Крик ужаса, раздавшийся у нее за спиной, заставил Бидди вернуться с небес на грешную землю. Оба вспомнили о страдающей от зноя покупательнице, которая обмахивала свое лицо, сидя на стуле. Это была миссис Довс.
— Постыдились бы! — воскликнула старуха, с трудом поднимаясь на ноги. — Что за мерзкая клевета! Какое бесчестье повторять ее!
С ужасающей определенностью Бидди подумала о том, что это Квини каким-то образом подослала сюда вдову, чтобы поймать ее на горячем.
— Миссис Довс, пожалуйста, позвольте вам помочь, — произнес Том и поспешил к старухе.
Бидди хватило присутствия духа наполнить стакан водой из кувшина, а затем протянуть его пожилой леди.
— Миссис Довс, вот, пожалуйста! Вы выглядите утомленной! Какой сегодня жаркий день!
— Бидди Мак-Брайд! Я сразу же узнала тебя по твоему бесовскому смеху, — прищурившись, произнесла миссис Довс.
— Миссис Довс, я…
— Ты служишь у преподобного Флауэрса, но при этом осмеливаешься говорить гадости о слугах божьих. Он подобрал тебя в сточной канаве!
Бидди залилась румянцем.
— Это неправда!
Старая история вернулась к ней, чтобы задеть за живое. Когда-то Бидди придумала себе сиротское прошлое в стиле романов Диккенса.
— Ты и сама прекрасно знаешь, что было именно так, как я говорю, неблагодарная девчонка! — принялась отчитывать ее миссис Довс, которой в свое время понравилась эта побасенка. — Ты жила без родителей, в грязи и позоре. Когда преподобный взял тебя в свой дом, у тебя ничего не было. И сейчас тоже нет.
Бидди покраснела до корней волос.
Том постарался сгладить ситуацию.
— Прошу простить нас за то, что мы говорили в вашем присутствии на неподобающие темы, миссис Довс. Не знаю, что на нас нашло. Мы просто обсуждали то, что написано в «Аргусе», и, кажется, немного увлеклись.
Вот только пожилую леди было непросто сбить с толку.
— Мои бедные глаза уже не те, молодой человек, но разум по-прежнему острый, — заявила миссис Довс. — Вы оба вели себя словно два безбожных анархиста.
— Это неправда! — вскричала Бидди. — Я пришла сюда, чтобы купить кое-что по поручению миссис Реттрей.
— Вы злословите под носом у своих хозяев. Ты все равно что ударила в спину добропорядочного преподобного Флауэрса! Такова твоя благодарность за проявленное им христианское милосердие?
Бидди заметила в витрине Квини. Та насмешливо ухмылялась. Теперь Бидди убедилась в том, что Квини нарочно направила старуху в магазин «У Топпа», надеясь, что у ее подруги возникнут неприятности.
— Миссис Довс, прошу вас… Мы не хотели ничего плохого… Это просто глупая болтовня, — продолжала уверять вдову Бидди.

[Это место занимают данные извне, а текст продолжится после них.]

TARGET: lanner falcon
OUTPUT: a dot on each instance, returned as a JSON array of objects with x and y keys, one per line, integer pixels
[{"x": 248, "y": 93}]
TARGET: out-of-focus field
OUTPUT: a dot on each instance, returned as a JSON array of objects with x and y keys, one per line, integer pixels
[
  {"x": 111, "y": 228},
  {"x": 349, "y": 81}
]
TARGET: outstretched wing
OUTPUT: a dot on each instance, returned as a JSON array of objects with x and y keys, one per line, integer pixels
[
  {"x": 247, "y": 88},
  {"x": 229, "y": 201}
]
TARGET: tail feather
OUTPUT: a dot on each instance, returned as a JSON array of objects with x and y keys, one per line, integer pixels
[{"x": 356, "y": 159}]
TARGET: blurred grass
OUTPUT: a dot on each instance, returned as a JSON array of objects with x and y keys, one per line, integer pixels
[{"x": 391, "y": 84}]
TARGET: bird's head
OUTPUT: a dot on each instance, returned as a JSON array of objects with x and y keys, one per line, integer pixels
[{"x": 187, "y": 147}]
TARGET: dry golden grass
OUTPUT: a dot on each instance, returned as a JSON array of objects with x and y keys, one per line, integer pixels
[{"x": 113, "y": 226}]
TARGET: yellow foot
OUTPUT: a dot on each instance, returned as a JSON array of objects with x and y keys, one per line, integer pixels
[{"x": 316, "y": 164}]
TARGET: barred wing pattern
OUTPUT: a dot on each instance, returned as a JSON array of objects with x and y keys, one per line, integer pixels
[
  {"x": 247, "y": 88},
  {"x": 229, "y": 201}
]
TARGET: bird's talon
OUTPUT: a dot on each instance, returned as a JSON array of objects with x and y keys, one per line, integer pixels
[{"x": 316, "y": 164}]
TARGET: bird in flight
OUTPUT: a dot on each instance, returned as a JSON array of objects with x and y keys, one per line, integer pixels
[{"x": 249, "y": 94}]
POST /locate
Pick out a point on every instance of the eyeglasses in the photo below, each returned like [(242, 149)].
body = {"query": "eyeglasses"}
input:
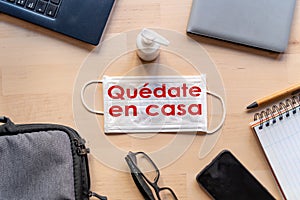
[(144, 173)]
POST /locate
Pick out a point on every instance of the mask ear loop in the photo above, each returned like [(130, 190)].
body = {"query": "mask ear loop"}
[(223, 116), (82, 96)]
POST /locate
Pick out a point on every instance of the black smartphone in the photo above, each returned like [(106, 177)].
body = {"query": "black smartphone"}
[(226, 178)]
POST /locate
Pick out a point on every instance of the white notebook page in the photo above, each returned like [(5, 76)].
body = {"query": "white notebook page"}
[(281, 144)]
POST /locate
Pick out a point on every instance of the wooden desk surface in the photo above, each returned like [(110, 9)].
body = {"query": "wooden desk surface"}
[(39, 67)]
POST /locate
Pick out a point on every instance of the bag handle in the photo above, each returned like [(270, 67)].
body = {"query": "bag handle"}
[(8, 126)]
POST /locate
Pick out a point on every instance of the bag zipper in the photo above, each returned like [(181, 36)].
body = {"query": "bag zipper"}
[(75, 139)]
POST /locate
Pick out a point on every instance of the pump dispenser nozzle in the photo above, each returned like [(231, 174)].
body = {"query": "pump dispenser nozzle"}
[(148, 43)]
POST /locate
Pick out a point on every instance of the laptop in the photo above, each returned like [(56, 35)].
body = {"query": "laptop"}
[(263, 24), (84, 20)]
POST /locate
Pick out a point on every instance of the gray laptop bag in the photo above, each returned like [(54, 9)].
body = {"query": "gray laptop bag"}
[(43, 161)]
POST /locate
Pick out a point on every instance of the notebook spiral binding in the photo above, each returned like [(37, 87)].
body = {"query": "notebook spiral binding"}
[(268, 116)]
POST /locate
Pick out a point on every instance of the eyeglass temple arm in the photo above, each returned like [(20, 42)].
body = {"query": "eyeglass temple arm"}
[(139, 181)]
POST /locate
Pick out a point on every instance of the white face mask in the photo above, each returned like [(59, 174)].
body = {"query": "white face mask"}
[(154, 104)]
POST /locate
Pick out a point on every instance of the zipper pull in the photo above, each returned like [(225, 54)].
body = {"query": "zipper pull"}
[(81, 149), (93, 194)]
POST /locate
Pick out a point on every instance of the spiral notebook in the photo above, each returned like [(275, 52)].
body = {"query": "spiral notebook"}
[(278, 131)]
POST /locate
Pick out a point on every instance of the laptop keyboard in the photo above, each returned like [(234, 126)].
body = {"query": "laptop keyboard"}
[(48, 8)]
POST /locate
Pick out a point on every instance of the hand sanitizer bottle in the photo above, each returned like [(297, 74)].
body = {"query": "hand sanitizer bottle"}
[(148, 43)]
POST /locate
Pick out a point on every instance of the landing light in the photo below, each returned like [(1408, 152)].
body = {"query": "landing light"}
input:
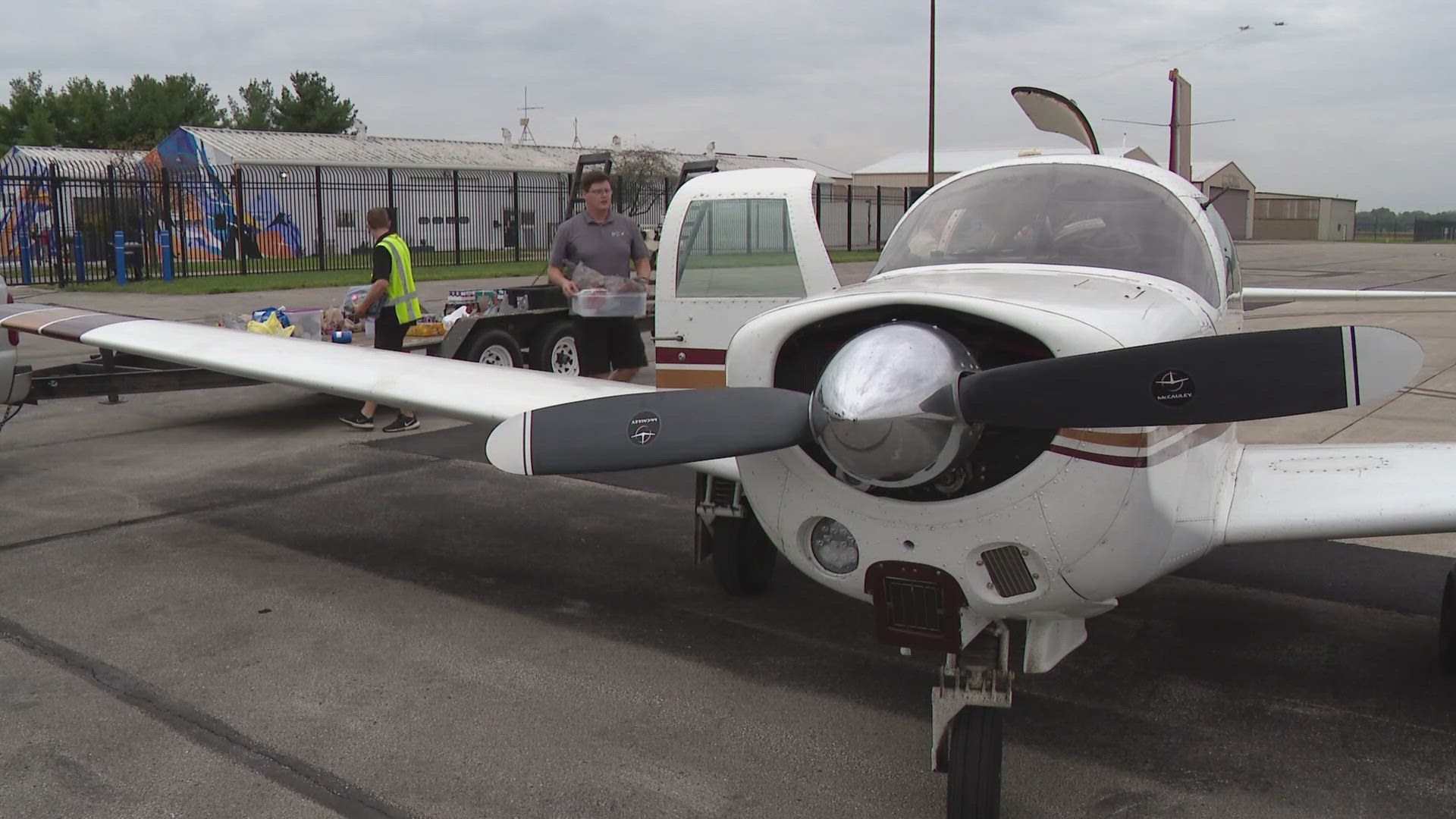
[(833, 547)]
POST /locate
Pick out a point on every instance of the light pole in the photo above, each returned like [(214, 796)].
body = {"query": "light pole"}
[(929, 153)]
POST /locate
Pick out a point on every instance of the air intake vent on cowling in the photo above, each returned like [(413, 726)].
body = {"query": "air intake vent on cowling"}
[(915, 607), (1008, 570)]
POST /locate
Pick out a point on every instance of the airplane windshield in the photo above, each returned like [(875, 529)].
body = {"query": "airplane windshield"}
[(1062, 215)]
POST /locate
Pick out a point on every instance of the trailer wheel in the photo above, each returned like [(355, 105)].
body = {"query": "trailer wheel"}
[(494, 347), (557, 349)]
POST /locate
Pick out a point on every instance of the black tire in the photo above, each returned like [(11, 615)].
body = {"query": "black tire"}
[(974, 763), (1448, 632), (743, 556), (557, 349), (494, 347)]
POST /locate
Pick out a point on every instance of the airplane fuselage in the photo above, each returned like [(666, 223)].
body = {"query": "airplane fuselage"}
[(1094, 515)]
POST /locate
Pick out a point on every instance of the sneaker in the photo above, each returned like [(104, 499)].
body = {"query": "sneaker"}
[(402, 423), (359, 422)]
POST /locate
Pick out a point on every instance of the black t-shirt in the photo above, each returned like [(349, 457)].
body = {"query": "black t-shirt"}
[(383, 260)]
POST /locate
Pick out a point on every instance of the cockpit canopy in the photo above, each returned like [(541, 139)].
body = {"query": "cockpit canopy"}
[(1059, 215)]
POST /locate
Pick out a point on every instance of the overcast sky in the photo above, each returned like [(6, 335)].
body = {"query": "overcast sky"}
[(1348, 98)]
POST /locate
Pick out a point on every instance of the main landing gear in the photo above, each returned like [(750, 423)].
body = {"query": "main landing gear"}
[(967, 708), (1448, 634)]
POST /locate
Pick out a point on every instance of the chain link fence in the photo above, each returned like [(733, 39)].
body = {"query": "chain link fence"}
[(66, 228)]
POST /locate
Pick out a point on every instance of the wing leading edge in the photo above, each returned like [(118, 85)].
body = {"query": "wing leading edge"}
[(465, 391), (1286, 493)]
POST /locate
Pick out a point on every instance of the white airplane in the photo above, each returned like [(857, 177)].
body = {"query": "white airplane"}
[(1025, 413)]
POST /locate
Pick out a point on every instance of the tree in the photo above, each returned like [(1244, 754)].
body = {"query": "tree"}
[(155, 108), (39, 130), (256, 108), (313, 107), (25, 96), (86, 112), (639, 174)]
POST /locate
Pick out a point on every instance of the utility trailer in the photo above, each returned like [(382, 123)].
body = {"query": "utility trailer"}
[(731, 246), (538, 331)]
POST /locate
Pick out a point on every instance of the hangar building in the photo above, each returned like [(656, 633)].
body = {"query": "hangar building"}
[(302, 193), (1298, 216), (80, 184), (1234, 190)]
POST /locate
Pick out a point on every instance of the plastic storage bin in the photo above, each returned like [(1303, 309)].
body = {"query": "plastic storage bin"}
[(309, 322), (599, 303)]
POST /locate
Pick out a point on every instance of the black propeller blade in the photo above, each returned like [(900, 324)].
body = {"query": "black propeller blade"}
[(1197, 381), (650, 428)]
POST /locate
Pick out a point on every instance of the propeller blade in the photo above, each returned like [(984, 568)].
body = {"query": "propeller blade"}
[(1197, 381), (650, 428)]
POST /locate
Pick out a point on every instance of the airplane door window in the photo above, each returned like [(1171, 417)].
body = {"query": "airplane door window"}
[(737, 248), (1060, 215)]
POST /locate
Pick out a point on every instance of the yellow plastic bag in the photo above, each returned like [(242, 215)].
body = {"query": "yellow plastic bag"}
[(271, 327), (427, 328)]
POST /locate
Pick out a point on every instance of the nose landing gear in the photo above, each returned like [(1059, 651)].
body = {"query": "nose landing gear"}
[(967, 711)]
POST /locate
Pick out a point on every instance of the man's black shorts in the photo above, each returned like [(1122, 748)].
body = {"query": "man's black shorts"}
[(389, 334), (610, 344)]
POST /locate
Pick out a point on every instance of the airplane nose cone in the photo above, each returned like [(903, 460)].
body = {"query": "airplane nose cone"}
[(884, 410)]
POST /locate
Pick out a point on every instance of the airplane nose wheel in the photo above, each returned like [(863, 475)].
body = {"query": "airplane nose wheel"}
[(1448, 634), (974, 764), (967, 711)]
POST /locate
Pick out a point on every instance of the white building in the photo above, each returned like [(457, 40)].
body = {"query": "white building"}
[(305, 193), (1298, 216), (1234, 190)]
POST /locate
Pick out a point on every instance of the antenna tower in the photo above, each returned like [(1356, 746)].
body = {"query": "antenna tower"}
[(526, 117)]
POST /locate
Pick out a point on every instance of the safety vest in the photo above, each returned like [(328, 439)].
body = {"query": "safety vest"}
[(400, 295)]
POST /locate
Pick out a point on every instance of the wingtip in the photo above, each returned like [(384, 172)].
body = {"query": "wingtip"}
[(507, 447), (1388, 360)]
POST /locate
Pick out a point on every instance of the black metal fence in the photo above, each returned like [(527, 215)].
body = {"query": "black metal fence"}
[(57, 229)]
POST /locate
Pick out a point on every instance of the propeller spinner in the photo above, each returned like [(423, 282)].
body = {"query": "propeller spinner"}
[(902, 401)]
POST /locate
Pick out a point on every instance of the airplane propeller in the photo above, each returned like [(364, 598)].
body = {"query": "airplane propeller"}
[(1194, 381)]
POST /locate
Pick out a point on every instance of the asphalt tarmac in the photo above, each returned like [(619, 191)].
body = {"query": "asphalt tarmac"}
[(226, 604)]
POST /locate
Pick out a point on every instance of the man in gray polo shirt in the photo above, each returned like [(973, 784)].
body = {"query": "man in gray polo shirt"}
[(610, 243)]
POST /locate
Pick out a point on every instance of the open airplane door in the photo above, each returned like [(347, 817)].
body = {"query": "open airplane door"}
[(1050, 111), (733, 245)]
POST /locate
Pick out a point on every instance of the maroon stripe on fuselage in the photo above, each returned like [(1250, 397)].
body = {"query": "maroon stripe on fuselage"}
[(691, 356), (1197, 438)]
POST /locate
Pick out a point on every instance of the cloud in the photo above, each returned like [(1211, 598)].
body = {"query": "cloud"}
[(1345, 98)]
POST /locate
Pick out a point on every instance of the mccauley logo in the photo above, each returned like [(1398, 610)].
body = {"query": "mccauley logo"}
[(1172, 388), (644, 428)]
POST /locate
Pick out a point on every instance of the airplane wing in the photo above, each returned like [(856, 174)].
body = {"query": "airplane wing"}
[(1316, 295), (456, 390), (1286, 493)]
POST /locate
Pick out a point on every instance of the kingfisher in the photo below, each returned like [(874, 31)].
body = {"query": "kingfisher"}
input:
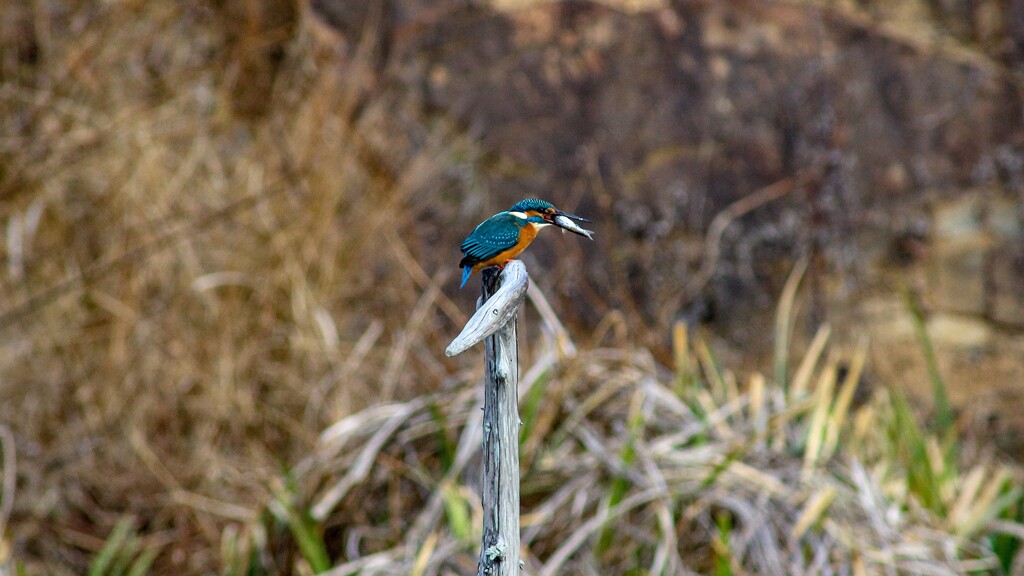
[(504, 236)]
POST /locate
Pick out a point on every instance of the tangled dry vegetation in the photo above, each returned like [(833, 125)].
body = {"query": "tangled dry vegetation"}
[(220, 341)]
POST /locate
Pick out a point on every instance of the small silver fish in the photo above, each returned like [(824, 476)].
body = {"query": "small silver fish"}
[(567, 224)]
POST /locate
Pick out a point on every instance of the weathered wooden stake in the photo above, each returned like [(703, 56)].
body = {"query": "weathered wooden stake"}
[(496, 321)]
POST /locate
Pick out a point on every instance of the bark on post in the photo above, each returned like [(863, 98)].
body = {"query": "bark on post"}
[(496, 321)]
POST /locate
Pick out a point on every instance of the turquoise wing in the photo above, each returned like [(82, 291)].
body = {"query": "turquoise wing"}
[(494, 236)]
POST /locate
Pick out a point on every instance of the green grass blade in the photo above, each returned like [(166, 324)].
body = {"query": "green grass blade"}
[(111, 550)]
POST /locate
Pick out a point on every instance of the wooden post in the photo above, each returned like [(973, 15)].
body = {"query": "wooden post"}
[(496, 320)]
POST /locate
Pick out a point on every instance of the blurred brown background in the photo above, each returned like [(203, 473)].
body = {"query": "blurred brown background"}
[(227, 224)]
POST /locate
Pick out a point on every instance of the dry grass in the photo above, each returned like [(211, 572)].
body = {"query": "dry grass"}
[(188, 298), (229, 332)]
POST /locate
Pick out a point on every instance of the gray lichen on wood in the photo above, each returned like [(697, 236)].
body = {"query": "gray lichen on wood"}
[(496, 312), (495, 322)]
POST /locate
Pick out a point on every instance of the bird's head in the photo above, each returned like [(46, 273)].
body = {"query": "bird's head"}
[(543, 212)]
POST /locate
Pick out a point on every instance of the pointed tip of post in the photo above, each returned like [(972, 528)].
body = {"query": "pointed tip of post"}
[(498, 310)]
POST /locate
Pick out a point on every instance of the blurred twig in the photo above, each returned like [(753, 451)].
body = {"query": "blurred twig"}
[(713, 242), (9, 479)]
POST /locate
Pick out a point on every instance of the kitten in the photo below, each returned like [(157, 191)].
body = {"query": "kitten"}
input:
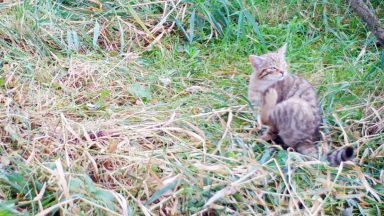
[(288, 105)]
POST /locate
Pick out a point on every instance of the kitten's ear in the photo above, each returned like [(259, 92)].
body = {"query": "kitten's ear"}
[(283, 50), (256, 61)]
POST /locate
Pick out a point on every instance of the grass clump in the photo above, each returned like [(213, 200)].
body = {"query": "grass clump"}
[(140, 108)]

— Это заговор против Церкви! Именно этим занимаются анархисты и прочие нигилисты. Они хотят перестрелять добрых христиан, пока те спят в своих постелях.
— Миссис Довс, могу ли я вам помочь? Что желаете приобрести? — очень вежливым тоном, настолько, насколько это было возможно, произнес Том. Одновременно он кивком головы дал Бидди понять, что ей пора уходить.
— Ну… я даже и не помню… Услышанное стало для меня таким потрясением…
— Разумеется. Прошу прощения. — Взглядом он приказал Бидди поторапливаться. — Мы больше не будем. Вы все нам объяснили. Вы имели все основания на нас сердиться. Мы и не заслуживаем лучшего обращения.
Бидди с ужасом взирала на Тома и слушала, что он несет, но он продолжал делать ей знаки, чтобы она ушла. Взяв корзину с продуктами, девушка выскользнула за дверь, очень огорченная тем, как закончился антракт в ее пьесе.
Бидди аккуратно отрезала кусочек свежего белого хлеба без жженых квасцов. Он лежал на почетном месте — на доске в конце кухонного стола миссис Реттрей. В доме преподобного Флауэрса хлеб был в почете. Полтора года службы здесь научили Бидди многому. Теперь она умела, например, красиво нареза`ть хлеб. Для уважаемого и благородного человека вряд ли найдется что-нибудь столь же оскорбительное, как толсто нарезанный хлеб. Рабочий люд уминает огромные краюхи, макая их в растопленный жир. На большее их скудных заработков все равно не хватит. Уважающий же себя муж будет есть только тонко нарезанный хлеб. Бидди положила ломоть хлеба на маленькую тарелочку, а затем размазала сверху полную ложечку варенья. Семнадцать месяцев практики научили ее наносить варенье очень-очень тонким слоем.